Следующий день горожанам запомнился надолго. Все в Фивах уже знали о попытке мятежа. По городу ходили слухи о страшной резне, которую устроили заговорщики во дворце царицы. Поговаривали, что первая жена фараона и наследник престола погибли, а вместо них жрецы Амона поставили своих людей. Поэтому почти весь город собрался вокруг храма Амона на севере Фив, чтобы своими собственными глазами увидеть царскую семью. Ведь на главных площадях объявили, что намечается помазание на трон царевича Аменхотепа, который становится полноправным соправителем своего фараона-отца.

   — Царевич — это Хеви-младшенький или нет? Не подменили ли наследника престола? — задавали себе такие вопросы те, кто в этот день с раннего утра собрался вокруг главной площади города, которая расстилалась перед величественными пилонами храма Амона. У храма стояли две огромные статуи великому фараону Тутмосу Третьему, завоевателю Азии. Казалось, что и он с интересом всматривается в пышную, растянувшуюся на сотни метров процессию, не спеша приближавшуюся к главному храму страны. Царская семья на богато украшенных паланкинах, величественно покачиваясь, плыла над толпой.

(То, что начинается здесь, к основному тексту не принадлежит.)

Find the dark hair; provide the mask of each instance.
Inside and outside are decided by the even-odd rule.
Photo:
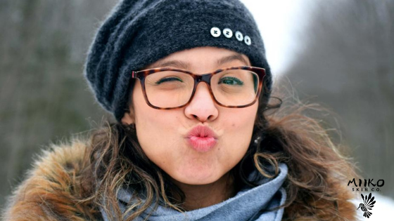
[[[320,121],[305,114],[307,110],[324,109],[295,98],[287,99],[288,104],[283,105],[283,100],[275,95],[266,106],[260,105],[267,103],[261,102],[268,99],[265,94],[259,99],[252,142],[243,158],[231,170],[236,187],[256,186],[246,179],[253,170],[272,177],[265,168],[274,166],[277,174],[278,165],[283,162],[288,167],[284,184],[287,194],[284,220],[353,217],[355,210],[348,202],[352,196],[343,185],[344,180],[355,175],[353,166],[340,154],[341,147],[333,143]],[[102,206],[113,220],[132,220],[152,203],[155,208],[165,204],[183,211],[184,192],[144,154],[135,126],[105,123],[91,135],[84,160],[86,178],[82,184],[86,196],[82,202]],[[255,139],[257,143],[253,142]],[[136,190],[133,195],[136,201],[122,213],[116,196],[125,186]],[[132,210],[135,211],[125,217]]]

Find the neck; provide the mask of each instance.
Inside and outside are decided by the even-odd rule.
[[[236,194],[234,179],[229,173],[218,180],[206,185],[194,185],[172,180],[185,194],[182,207],[186,211],[196,210],[221,203]]]

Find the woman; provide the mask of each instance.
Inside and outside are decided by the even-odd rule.
[[[355,220],[354,171],[318,121],[267,114],[265,53],[238,1],[120,2],[85,69],[116,122],[45,152],[5,219]]]

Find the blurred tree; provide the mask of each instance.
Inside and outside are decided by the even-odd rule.
[[[312,2],[312,1],[311,1]],[[394,196],[394,1],[314,1],[286,76],[331,107],[362,175]],[[331,121],[331,125],[336,122]]]
[[[0,1],[0,206],[33,154],[109,117],[82,73],[95,29],[115,3]]]

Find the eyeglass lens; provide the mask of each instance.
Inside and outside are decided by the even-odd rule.
[[[215,98],[228,106],[250,104],[256,97],[258,75],[245,69],[230,69],[214,74],[210,86]],[[177,71],[149,74],[145,79],[148,100],[153,106],[171,108],[186,104],[191,96],[194,79]]]

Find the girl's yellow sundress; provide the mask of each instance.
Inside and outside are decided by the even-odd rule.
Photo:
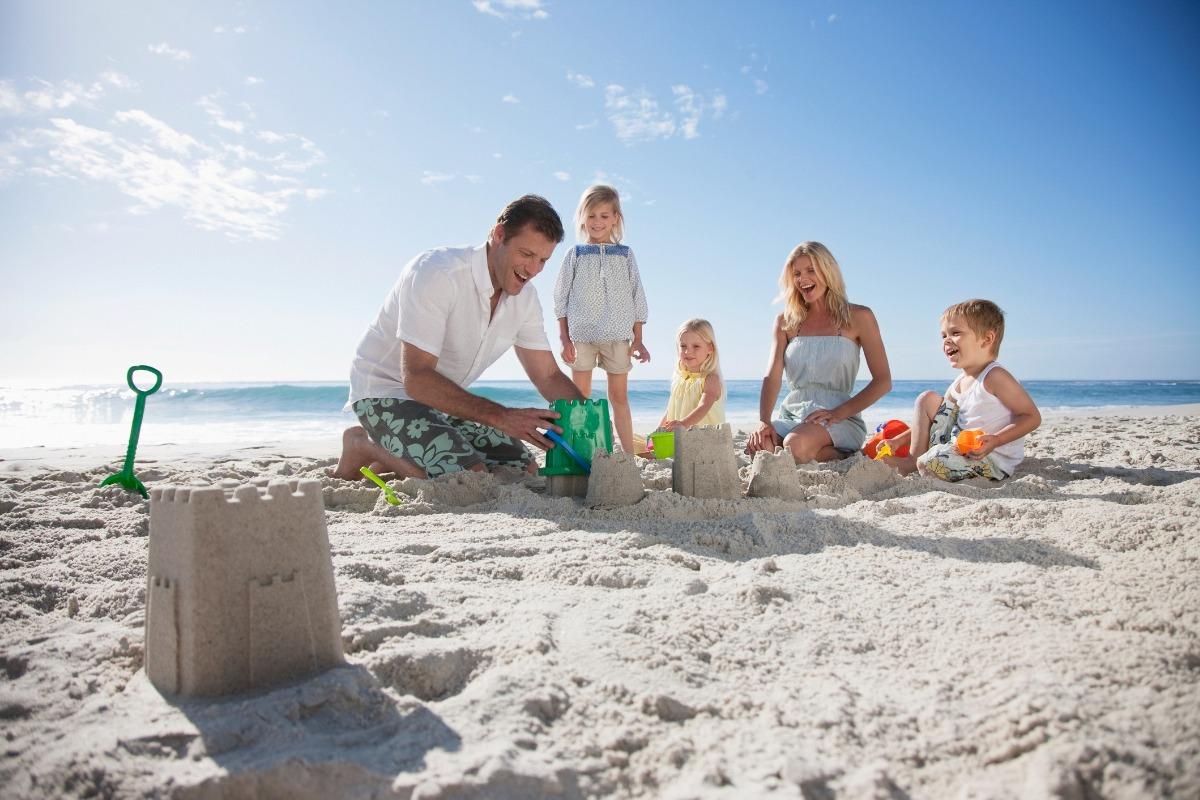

Царевна Нефертити была в центре внимания всего города. Она сидела рядом с наследником престола в изящном белоснежном платье. На солнце ослепительно горели драгоценности, которыми молодая женщина была усыпана сверху донизу. Но царевич экстравагантностью своего одеяния привлекал к себе внимание больше, чем она. Его туника с широкими, раструбом рукавами и пышная юбка были какого-то необычно яркого, бьющего по глазам оранжево-алого цвета. Вдобавок на его груди висела большая золотая пластинка с полным именем Атона-Солнца, который был изображён не в привычном виде человека с головой сокола, а просто круга с солнечной (или царской) змеёй спереди и множеством устремлённых вниз лучей с кистями человеческих рук на концах. Такие же пластинки, только поменьше, были у Хеви на животе, над кистями рук и на предплечьях.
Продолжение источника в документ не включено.